In 1715, the currency system of New Spain, the wealthiest viceroyalty of the Spanish Empire, was a complex and often chaotic blend of official minted coinage and a vast array of unofficial, circulating media. The backbone of the economy was the silver peso, minted at the famed Casa de Moneda in Mexico City, which produced the famous "pieces of eight." These coins, valued for their consistent silver content, were not only the primary medium for large transactions and international trade but also the lifeblood of the Spanish Empire, shipped annually to Spain in the treasure fleets. Alongside these, lower-value copper
tlacos and
pilones served as small change for the populace, though their value was highly localized and unstable.
However, the system was plagued by chronic shortages of small-denomination coinage for everyday commerce. This vacuum was filled by a bewildering array of substitutes: tokens issued by merchants and haciendas, cacao beans (a holdover from the pre-Hispanic economy), and even clipped or cut sections of silver coins. This proliferation of unofficial currency led to widespread confusion, fraud, and frequent disputes. Furthermore, the monetary supply was vulnerable to the irregular arrival of the Spanish treasure fleets, which could cause sharp fluctuations in economic activity, and to the persistent problem of currency leaving the colony for trade in Asia via the Manila Galleon.
The Spanish Crown, recognizing the disorder as a threat to royal authority and tax collection, had attempted reforms.
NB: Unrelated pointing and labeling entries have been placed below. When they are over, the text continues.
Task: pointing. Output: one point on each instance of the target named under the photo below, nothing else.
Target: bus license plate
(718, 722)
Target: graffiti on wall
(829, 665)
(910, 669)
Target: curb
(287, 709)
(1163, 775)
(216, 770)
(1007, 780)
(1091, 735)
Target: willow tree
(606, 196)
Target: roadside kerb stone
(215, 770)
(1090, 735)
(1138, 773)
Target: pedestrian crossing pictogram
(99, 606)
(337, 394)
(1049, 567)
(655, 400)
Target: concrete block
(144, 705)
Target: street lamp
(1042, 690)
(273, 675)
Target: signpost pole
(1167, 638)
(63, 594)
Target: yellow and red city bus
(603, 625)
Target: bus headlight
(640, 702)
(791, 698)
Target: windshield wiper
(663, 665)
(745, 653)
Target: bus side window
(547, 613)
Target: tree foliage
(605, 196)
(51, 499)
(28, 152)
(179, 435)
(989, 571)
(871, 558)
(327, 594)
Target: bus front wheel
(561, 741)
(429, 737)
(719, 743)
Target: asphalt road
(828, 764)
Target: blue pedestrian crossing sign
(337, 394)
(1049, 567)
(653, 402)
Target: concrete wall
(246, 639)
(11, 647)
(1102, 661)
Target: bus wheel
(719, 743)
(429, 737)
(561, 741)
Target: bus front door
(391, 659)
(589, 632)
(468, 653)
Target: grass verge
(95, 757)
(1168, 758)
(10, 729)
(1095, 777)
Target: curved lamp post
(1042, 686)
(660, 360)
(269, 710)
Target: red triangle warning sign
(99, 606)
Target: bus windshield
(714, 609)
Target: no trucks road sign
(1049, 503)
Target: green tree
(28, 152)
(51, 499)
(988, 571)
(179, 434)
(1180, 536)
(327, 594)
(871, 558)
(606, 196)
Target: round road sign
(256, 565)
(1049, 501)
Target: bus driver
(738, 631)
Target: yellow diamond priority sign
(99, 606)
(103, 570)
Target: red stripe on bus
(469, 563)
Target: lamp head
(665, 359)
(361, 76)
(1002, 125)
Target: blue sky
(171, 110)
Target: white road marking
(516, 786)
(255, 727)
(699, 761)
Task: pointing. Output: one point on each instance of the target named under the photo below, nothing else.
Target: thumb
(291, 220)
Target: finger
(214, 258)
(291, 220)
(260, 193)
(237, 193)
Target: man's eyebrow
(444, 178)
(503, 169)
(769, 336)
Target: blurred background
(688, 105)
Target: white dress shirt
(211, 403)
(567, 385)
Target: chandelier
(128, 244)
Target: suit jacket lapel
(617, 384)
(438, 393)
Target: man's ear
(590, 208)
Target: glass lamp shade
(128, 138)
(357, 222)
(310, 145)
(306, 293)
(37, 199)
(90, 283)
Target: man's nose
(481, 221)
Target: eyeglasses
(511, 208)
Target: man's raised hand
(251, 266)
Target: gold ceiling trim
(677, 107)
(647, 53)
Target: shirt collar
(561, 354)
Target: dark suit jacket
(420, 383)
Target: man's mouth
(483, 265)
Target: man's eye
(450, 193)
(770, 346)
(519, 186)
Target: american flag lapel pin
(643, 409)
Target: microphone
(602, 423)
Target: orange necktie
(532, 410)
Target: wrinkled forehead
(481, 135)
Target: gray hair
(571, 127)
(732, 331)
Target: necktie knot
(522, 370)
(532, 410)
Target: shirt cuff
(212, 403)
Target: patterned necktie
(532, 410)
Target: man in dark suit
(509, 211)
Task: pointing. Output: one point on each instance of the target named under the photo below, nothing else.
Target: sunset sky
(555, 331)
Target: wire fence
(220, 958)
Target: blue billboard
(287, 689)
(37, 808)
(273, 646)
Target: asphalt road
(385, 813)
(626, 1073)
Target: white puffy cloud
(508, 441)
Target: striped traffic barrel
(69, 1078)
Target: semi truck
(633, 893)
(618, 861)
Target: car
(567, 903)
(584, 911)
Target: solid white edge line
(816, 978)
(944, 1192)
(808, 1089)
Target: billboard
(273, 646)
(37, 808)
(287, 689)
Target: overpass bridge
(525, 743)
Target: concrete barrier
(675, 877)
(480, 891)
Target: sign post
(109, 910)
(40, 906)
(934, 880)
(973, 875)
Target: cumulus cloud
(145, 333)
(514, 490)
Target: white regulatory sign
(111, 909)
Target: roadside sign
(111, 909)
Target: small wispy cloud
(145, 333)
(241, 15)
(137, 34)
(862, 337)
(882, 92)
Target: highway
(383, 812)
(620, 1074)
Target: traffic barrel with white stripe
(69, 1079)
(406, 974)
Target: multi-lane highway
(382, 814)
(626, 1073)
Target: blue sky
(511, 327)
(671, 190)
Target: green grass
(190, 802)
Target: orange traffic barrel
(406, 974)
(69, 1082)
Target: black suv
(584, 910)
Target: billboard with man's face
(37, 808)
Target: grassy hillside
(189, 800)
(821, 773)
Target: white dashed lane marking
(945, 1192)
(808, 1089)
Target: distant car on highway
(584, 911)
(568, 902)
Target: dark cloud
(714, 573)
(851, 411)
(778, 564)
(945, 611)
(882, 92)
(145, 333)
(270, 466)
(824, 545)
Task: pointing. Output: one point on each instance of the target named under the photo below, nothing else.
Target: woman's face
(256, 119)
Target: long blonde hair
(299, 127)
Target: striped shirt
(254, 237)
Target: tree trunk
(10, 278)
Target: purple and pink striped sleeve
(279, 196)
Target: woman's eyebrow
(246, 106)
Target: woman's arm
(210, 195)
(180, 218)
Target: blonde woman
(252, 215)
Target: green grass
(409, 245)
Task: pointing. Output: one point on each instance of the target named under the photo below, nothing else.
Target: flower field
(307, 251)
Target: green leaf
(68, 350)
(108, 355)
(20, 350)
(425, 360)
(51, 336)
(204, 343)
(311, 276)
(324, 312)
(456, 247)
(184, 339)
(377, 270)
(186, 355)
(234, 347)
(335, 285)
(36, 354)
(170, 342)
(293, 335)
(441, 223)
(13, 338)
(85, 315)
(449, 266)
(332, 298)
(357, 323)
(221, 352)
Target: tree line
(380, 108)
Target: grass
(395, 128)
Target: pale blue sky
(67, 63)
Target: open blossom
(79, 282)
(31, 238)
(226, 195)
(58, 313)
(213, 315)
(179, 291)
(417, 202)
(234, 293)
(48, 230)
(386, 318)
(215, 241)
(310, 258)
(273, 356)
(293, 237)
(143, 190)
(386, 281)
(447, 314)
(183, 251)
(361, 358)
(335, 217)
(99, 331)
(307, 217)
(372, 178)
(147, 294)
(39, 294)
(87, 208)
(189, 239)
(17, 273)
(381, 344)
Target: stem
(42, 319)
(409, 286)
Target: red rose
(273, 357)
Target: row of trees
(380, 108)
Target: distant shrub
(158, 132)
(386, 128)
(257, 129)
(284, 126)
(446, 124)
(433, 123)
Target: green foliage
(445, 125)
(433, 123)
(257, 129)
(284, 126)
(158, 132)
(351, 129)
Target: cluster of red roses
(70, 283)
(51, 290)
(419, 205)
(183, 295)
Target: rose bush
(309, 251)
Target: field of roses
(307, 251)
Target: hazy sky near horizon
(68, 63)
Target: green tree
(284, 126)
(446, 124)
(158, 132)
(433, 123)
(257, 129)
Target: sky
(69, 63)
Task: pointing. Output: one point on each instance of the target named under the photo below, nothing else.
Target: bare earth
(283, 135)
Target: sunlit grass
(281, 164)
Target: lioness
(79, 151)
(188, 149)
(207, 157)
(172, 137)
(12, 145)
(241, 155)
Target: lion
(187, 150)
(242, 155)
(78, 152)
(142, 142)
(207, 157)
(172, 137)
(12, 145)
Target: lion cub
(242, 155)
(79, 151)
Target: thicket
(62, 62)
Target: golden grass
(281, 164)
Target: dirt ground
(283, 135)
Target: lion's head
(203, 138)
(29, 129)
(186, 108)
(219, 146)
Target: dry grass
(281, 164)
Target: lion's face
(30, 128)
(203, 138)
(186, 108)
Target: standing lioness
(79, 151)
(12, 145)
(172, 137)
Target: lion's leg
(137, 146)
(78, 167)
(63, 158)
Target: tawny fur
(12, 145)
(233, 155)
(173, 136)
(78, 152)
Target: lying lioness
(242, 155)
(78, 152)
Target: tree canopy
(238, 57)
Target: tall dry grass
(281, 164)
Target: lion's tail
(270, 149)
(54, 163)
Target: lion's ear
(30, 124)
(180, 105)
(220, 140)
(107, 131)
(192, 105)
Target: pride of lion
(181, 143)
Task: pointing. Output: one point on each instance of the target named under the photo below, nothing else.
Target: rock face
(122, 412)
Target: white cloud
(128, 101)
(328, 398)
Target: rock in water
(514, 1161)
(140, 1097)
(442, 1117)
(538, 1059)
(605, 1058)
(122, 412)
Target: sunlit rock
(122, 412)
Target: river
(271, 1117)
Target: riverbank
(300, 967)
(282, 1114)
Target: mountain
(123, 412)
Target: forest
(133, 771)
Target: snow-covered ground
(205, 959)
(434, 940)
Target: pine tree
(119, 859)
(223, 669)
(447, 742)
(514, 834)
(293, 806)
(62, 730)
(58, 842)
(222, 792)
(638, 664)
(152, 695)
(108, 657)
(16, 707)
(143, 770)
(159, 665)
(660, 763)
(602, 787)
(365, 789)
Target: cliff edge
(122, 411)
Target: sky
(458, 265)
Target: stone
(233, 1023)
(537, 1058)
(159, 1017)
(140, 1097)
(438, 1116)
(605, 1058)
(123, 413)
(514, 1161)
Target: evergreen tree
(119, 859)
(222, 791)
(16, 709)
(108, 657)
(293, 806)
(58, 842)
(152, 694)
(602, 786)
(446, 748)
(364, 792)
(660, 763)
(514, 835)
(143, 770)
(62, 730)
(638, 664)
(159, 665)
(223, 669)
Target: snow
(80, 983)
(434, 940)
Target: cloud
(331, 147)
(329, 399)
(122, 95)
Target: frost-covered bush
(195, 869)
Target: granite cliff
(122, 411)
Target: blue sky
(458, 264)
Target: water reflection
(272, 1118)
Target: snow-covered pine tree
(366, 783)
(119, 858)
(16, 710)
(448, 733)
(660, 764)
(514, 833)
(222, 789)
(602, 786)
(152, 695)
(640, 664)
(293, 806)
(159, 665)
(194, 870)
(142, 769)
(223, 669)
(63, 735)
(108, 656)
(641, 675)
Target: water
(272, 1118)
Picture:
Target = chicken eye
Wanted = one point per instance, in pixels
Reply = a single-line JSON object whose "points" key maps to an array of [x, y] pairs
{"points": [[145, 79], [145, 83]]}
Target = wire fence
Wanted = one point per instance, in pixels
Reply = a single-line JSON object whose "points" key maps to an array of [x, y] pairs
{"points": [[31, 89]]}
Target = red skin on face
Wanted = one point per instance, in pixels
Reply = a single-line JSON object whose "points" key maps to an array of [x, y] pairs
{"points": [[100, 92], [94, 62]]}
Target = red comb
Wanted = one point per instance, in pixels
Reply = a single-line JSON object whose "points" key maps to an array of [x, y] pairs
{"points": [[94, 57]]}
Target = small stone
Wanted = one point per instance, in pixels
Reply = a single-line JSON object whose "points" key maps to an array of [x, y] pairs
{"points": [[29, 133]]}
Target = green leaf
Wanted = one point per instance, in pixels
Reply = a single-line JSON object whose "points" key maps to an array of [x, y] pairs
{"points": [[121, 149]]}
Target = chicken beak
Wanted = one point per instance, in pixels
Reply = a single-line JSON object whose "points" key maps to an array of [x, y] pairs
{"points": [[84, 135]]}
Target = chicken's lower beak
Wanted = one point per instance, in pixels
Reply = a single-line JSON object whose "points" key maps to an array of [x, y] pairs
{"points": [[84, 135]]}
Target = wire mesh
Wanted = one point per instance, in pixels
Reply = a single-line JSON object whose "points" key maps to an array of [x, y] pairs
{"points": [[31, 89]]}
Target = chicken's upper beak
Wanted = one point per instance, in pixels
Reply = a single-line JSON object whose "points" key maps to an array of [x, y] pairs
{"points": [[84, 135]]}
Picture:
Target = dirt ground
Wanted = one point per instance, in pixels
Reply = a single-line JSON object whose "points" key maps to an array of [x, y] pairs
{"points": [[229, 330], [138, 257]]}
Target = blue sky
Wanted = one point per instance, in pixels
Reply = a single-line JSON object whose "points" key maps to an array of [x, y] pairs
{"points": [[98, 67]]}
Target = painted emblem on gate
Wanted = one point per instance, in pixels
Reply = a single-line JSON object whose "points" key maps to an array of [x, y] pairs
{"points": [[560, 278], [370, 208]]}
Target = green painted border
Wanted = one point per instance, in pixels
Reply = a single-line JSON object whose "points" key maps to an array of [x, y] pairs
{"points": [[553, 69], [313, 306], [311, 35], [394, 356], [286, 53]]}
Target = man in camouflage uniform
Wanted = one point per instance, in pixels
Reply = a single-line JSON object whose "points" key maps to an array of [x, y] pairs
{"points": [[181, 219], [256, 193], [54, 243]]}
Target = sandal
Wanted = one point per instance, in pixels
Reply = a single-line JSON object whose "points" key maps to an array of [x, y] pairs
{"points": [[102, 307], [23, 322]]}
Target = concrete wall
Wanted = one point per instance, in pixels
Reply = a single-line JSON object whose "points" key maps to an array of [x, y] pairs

The most significant recent effort was the 1712 decree authorizing the minting of new copper coins (
moneda de molde) to standardize small change. By 1715, these coins were beginning to circulate, but they faced immediate public distrust and inflation, as people feared the government was substituting less valuable copper for silver. Thus, the currency situation in 1715 was one of transition and tension, caught between a global silver standard and a local, fractured system of daily exchange, with royal authority struggling to impose order on a deeply entrenched and informal economic reality.